Tuesday, September 01, 2009

Prostitution is a difficult issue and different countries take different approaches. In Italy, it seems, provided you’re rich and powerful enough, consorting with high class whores can actually increase your popularity. At least if you’ve seen 72 summers. And, here in Spain, I rather doubt any male ever lost respect for admitting he preferred to ejaculate into a fee-charging stranger than into anyone or anything else. In the UK, prostitution is a ‘grey area’; whereas here in Spain it’s rather more of a vivid pink hue. This being the colour of the neon-lit signs which advertise the thousands of ‘clubs’ that line the country’s principal roads.
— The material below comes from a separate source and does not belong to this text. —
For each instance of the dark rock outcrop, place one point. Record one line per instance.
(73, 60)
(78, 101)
And about which no one at all – certainly not the government or the Catholic Church – seems to give a tinker’s cuss. But at least we get the occasional tut of disapproval from a TV station, via a “gritty” documentary about Spain’s disproportionately vast and massively exploitative sex industry. Or an article like that in today’s El Pais, which provides pictures so graphic they’d surely be seen as pornographic in most other countries. Here in this more robust culture, though, they probably rank with gore, entrails and splattered brains in their capacity to increase readership. Personally, I’d prefer the lovely Letitia. Or even Princess Di. As a readership lure, I mean. Not as a five-minute consort.

Crossing the be-trenched Alameda in Pontevedra this morning, I had to give way to a young woman whose shoes had the highest heels and the pointiest toes I’ve ever seen. Below the slinkiest-possible dress. And she was even carrying what my mother used to call an ‘evening bag’. Since it was only 10.40 in the morning, her elegant sexiness struck me as rather incongruous. But, as she was heading for the headquarters of the Provincial government, I guessed she was going - possibly a tad over-dressed - for a job interview. However, when I later read the El País article and realised that the compulsory civil-servant coffee break had been imminent, I began to wonder. I’ve heard rumours that salaries are not being paid by the cash-strapped councils. Can they really be making payments in kind?

Anyway, next weekend both the Alameda and the entire old quarter of Pontevedra will be given over to our last fiesta of the summer – the Feira Franca. Or Medieval Fair. If you pay us a visit, you’d be forgiven for thinking this event is decades, if not centuries, old. But, in truth, it was initiated only 9 years ago, to become what is now one of the year’s pre-eminent ways to have fun without chucking any goats or donkeys off church steeples. Well worth a visit if you’re anywhere near. Even if you’re a nervous quadruped. After this, you’ll have to wait until the end of October, for the Seafood Festival in O Grove. When the sun may shine or the rain may pour. But the percebes will still taste like salty rubber. And cost you a prince’s ransom.

Finally . . . The Voz de Galicia yesterday took up the theme of the region’s three under-performing airports and asked why they’d all been outstripped by Oporto’s in the last 5 years of so. Then it answered its own question with this list of six gaping deficiencies:-
1. Long term planning
2. Stable management with shared objectives, undiluted by political/localist in-fighting
3. A commercial outlook
4. An international vision
5. Concentration on low-cost flights, and
6. Effective marketing to the target clientele.

Well, quite. And, if this sort of rank failure is a national rather than just a regional feature, then it does leave one worrying about how Spain will drag itself up by its bootstraps once her deep recession is finally over. In more than a year’s time. And in a much-changed and ever-more competitive world. Worse to come before then, though.